The trip to Singapore was tedious, the boat was small and the accommodation bad. They tried to make plans but found that it was impossible as they knew nothing about the place. Dr. Thoburn felt that he had none to give. It was like opening a surprise box when they reached Singapore. On Saturday 7 February 1885, Dr. Thoburn and Oldham finally sailed into Singapore. What a blessing that Charles Phillips, the head of the Seamen's Institute, was still there! By a strange coincidence he was at the pier when the boat came in and knew instinctively that the Europeans at the sail were Dr. Thoburn and his party. He declared he dreamt of their coming the very night before. When he met Dr. Thoburn and his party he had not the least doubt that it was because of him that the Methodist Missionaries were there, and he was joyful. He insisted that they make his home their headquarters and with his usual great energy proceeded to introduce his guests to Singapore. He gladly offered Dr. Thoburn the "Christian Institute" the independent chapel of which he was trustee, but Dr.
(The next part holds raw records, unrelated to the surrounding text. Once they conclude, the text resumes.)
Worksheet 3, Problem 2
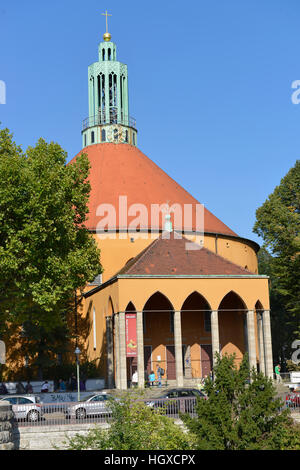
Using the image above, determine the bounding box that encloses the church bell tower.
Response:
[81,12,137,148]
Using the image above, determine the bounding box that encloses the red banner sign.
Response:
[125,313,137,357]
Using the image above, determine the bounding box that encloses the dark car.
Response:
[146,388,206,415]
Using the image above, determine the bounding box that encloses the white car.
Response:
[0,395,43,423]
[65,393,113,419]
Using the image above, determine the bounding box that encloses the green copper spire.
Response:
[82,11,137,147]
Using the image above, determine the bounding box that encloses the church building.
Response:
[70,17,273,389]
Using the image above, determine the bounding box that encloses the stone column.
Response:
[263,310,274,379]
[247,310,257,370]
[210,310,220,366]
[119,312,127,390]
[256,312,266,374]
[106,316,114,388]
[174,311,183,387]
[114,314,120,389]
[136,312,145,388]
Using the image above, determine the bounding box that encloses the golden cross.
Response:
[101,10,112,33]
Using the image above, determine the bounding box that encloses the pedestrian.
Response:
[131,370,138,387]
[0,382,8,395]
[41,380,49,393]
[58,379,66,392]
[275,364,282,383]
[16,380,25,394]
[79,379,85,392]
[69,374,77,392]
[156,364,165,387]
[25,380,33,393]
[148,370,155,387]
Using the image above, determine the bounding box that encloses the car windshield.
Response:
[80,394,94,401]
[80,393,108,401]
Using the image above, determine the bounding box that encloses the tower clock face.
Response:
[107,126,125,143]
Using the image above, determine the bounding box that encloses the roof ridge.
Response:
[127,236,161,273]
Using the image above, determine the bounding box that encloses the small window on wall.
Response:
[204,311,211,332]
[170,312,174,333]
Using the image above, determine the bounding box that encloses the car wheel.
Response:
[27,410,40,423]
[76,408,86,419]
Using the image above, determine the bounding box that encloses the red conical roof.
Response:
[70,143,237,237]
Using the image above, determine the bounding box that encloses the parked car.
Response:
[285,392,300,408]
[65,393,113,419]
[0,395,43,422]
[146,388,206,414]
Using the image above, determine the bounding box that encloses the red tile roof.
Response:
[118,232,254,276]
[70,143,237,237]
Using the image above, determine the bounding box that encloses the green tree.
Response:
[254,160,300,344]
[258,247,294,371]
[183,355,292,450]
[0,129,102,348]
[69,394,194,451]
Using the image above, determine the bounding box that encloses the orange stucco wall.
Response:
[94,232,257,282]
[82,278,269,377]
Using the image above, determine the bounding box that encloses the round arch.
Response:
[181,291,211,312]
[181,291,213,379]
[143,291,174,312]
[218,291,248,366]
[125,300,136,313]
[218,290,248,311]
[143,291,176,380]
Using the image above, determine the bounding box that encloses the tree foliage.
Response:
[183,355,299,450]
[0,129,102,334]
[69,394,194,450]
[254,160,300,342]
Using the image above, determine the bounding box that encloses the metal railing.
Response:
[12,398,197,427]
[5,393,300,427]
[82,107,136,131]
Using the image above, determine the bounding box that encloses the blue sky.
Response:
[0,0,300,244]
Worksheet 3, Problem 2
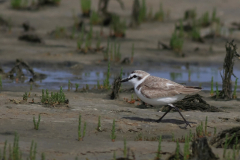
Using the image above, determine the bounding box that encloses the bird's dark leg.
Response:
[156,106,172,123]
[168,104,191,128]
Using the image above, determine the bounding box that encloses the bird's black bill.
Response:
[121,78,130,82]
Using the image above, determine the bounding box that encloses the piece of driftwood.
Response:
[210,127,240,148]
[18,33,42,43]
[218,40,239,100]
[110,76,121,99]
[190,137,219,160]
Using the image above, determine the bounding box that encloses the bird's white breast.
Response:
[134,87,185,105]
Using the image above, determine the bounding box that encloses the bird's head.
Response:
[121,70,150,86]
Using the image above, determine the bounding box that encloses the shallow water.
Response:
[3,65,240,90]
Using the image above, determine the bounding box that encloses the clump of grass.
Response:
[11,0,22,9]
[90,11,101,25]
[53,27,67,38]
[184,9,197,20]
[41,87,67,105]
[96,32,102,51]
[33,114,41,130]
[78,115,87,141]
[0,76,2,89]
[200,12,210,27]
[110,15,127,37]
[156,136,162,160]
[123,138,127,159]
[110,119,117,142]
[175,140,180,159]
[41,153,46,160]
[154,3,165,21]
[2,140,7,160]
[191,21,201,41]
[213,127,217,136]
[184,135,190,160]
[114,44,121,62]
[29,140,37,160]
[97,116,102,132]
[23,92,28,101]
[138,0,147,23]
[103,39,109,61]
[205,116,208,135]
[233,78,238,99]
[196,122,204,138]
[216,82,219,99]
[170,29,184,52]
[80,0,91,17]
[75,83,79,92]
[172,132,175,142]
[77,26,84,50]
[103,61,111,89]
[210,76,214,96]
[131,43,134,63]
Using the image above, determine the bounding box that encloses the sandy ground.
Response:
[0,0,240,160]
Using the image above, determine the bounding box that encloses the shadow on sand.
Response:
[123,117,196,128]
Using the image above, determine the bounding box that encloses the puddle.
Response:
[3,65,240,90]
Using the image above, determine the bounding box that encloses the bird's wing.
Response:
[139,76,200,99]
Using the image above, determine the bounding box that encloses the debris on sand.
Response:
[190,137,219,160]
[18,33,42,43]
[162,94,223,112]
[22,22,35,32]
[218,40,240,100]
[110,76,121,99]
[210,127,240,148]
[5,59,46,81]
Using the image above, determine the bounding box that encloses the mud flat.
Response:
[0,0,240,160]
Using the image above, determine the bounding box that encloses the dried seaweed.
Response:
[210,127,240,148]
[174,94,223,112]
[190,137,219,160]
[219,40,239,100]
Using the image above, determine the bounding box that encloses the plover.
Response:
[121,70,201,128]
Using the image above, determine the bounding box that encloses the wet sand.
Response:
[0,0,240,160]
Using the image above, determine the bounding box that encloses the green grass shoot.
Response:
[123,138,127,159]
[156,136,162,160]
[205,116,208,136]
[216,82,219,99]
[80,0,91,15]
[90,10,100,25]
[138,0,147,23]
[33,114,41,130]
[29,140,37,160]
[0,76,2,89]
[131,43,134,63]
[11,0,22,9]
[233,78,238,99]
[23,92,28,101]
[154,3,165,22]
[41,153,46,160]
[78,115,87,141]
[214,127,217,136]
[41,87,66,105]
[97,116,102,131]
[103,61,111,89]
[110,119,117,142]
[170,29,184,52]
[210,76,214,96]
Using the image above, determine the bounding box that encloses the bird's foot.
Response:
[184,121,192,129]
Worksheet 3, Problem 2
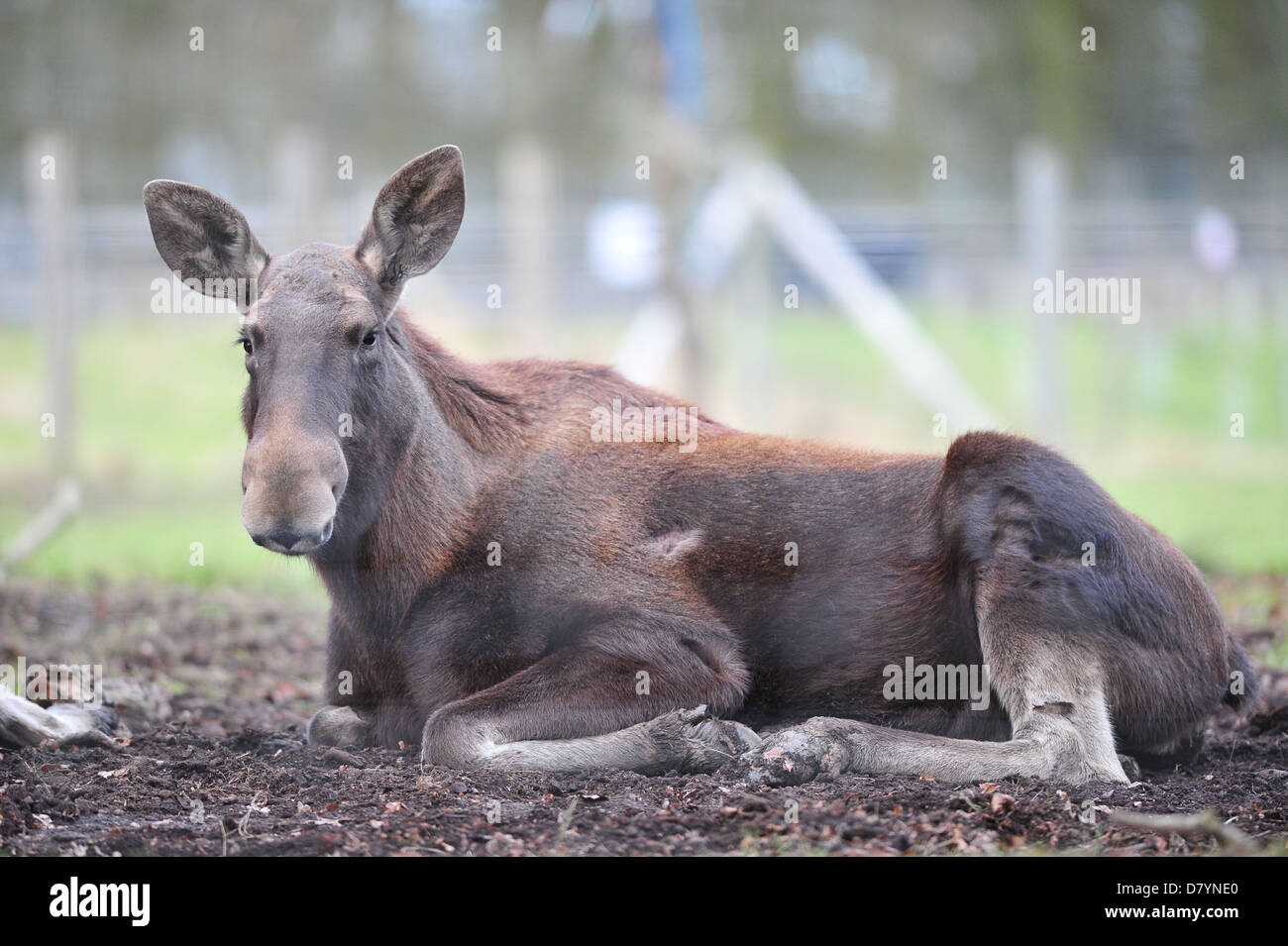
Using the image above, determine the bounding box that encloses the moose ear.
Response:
[143,180,268,308]
[356,145,465,308]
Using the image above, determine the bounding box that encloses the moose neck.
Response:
[313,315,522,629]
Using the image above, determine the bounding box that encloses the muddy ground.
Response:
[0,578,1288,856]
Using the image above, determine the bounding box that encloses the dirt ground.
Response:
[0,578,1288,856]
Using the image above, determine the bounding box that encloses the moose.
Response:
[97,146,1256,784]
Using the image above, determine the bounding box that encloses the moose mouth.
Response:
[252,519,335,555]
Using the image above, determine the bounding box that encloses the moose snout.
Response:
[241,442,348,555]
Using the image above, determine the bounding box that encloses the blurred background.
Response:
[0,0,1288,609]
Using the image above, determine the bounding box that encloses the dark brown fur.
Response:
[149,150,1254,771]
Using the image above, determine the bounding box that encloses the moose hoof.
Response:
[644,705,760,773]
[309,706,371,747]
[733,728,840,786]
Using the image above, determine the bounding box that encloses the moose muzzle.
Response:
[241,436,349,555]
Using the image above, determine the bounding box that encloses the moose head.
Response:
[143,145,465,555]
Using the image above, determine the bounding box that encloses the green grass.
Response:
[0,313,1288,593]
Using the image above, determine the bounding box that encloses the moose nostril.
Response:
[264,529,304,551]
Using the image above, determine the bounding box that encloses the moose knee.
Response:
[420,706,494,769]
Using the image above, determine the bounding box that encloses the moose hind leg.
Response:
[735,561,1127,786]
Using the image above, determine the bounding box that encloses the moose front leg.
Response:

Thoburn thought it too small for public meetings such as he had wished to hold. It was God's providence that the assistant Municipal Secretary, John Polglase, a Wesleyan offered to do all he could to obtain the Town Hall. When the matter came before the Municipal Council three votes were cast for and three votes against and the seventh vote which gave the hall was cast by a non-Christian Chinese.

THE MEETING

On the evening of Sunday 8 February, Dr. Thoburn reached the Town Hall an hour early. With Miss Battie at the little organ and Mrs. Thoburn ready to lead the singing if anyone came, Oldham distributed hymnals and served in the humble capacity of usher -- if anyone came. Dr. Thoburn had distributed some two hundred handbills on the day before but felt some misgivings as to how many would attend the service. When the hour arrived, Dr. Thoburn stood before one hundred and fifty people. He announced his text: "`Not by might, nor by power, but by my spirit' saith the Lord." During the following week a meeting was held each night. The first night the hall was well filled, the second, crowded and thereafter overflowing. There was only one important thing in town and that was to hear Dr. Thoburn of India. Then came the great night when Dr. Thoburn called for a confession of faith, urging those to come forward who loved the Lord and who wished to follow Christ. The silence in the audience was oppressive for a moment, but as a man rose and walked resolutely forward the hush changed to a stillness of reverence and joy. Unhurried, yet with a certain eagerness, several more rose to join those kneeling at the front of the hall. If no one noticed the tears in Dr. Thoburn's eyes it was because many were looking through their own tears. Out of that group a church, the first Methodist Church in Malaya was formed with three members and fifteen probationers.